SHA256 doesn't yield same result between C# and SQL Server when using Spanish words


I am using SHA256 to get a hashed hexadecimal string. It works fine when using regular characters, however when a string to be hashed includes accents/diacritics, then I get a different result in C# and T-SQL. I would prefer to make the change on the SQL Server end.

  • Example word that does match: bird
  • Example word that does not match: MUÑOZ

C#

using (SHA256 sha2 = SHA256.Create())  
{
    var hash = sha2.ComputeHash(Encoding.UTF8.GetBytes(fullAddress));
    string hexString = string.Empty;

    for (int i = 0; i < hash.Length; i++)
    {
        hexString += hash[i].ToString("X2"); //Convert the byte to Hexadecimal representation, Notice that we use "X2" instead of "X"
    }

    sha2.Dispose();
    return hexString;
}

SQL

declare @fullAddress nvarchar(500)
set @fullAddress = 'MUÑOZ'
select CONVERT([varchar](256), HASHBYTES('SHA2_256', @fullAddress), 2) 

Solution

  • .NET, Windows and SQL Server use UTF16, not UTF8. The two snippets are hashing different bytes.
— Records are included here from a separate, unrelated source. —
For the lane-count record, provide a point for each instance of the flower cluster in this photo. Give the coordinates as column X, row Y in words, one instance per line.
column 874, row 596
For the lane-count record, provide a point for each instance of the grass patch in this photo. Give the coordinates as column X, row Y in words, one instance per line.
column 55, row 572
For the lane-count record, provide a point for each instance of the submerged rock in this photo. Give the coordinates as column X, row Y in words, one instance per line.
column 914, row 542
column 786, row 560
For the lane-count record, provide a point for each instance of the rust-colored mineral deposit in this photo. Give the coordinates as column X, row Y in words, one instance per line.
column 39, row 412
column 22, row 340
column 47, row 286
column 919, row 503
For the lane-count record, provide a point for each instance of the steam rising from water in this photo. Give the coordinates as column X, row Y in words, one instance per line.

When the same encoding is used, the hash strings are identical.

    This :

    using (var sha2 = System.Security.Cryptography.SHA256.Create())  
    {
        var hash = sha2.ComputeHash(Encoding.Unicode.GetBytes("MUÑOZ"));
        {
            string hexString = string.Empty;
    
            for (int i = 0; i < hash.Length; i++)
            {
                hexString += hash[i].ToString("X2");
            }
            Console.WriteLine(hexString);        
        }    
    }
    

    Produces :

    276DB000BF524070F106A2C413942159AB5EF2F5CA5A5B91AB2F3B6FA48EE1ED
    

    Which is the same as SQL Server's hash string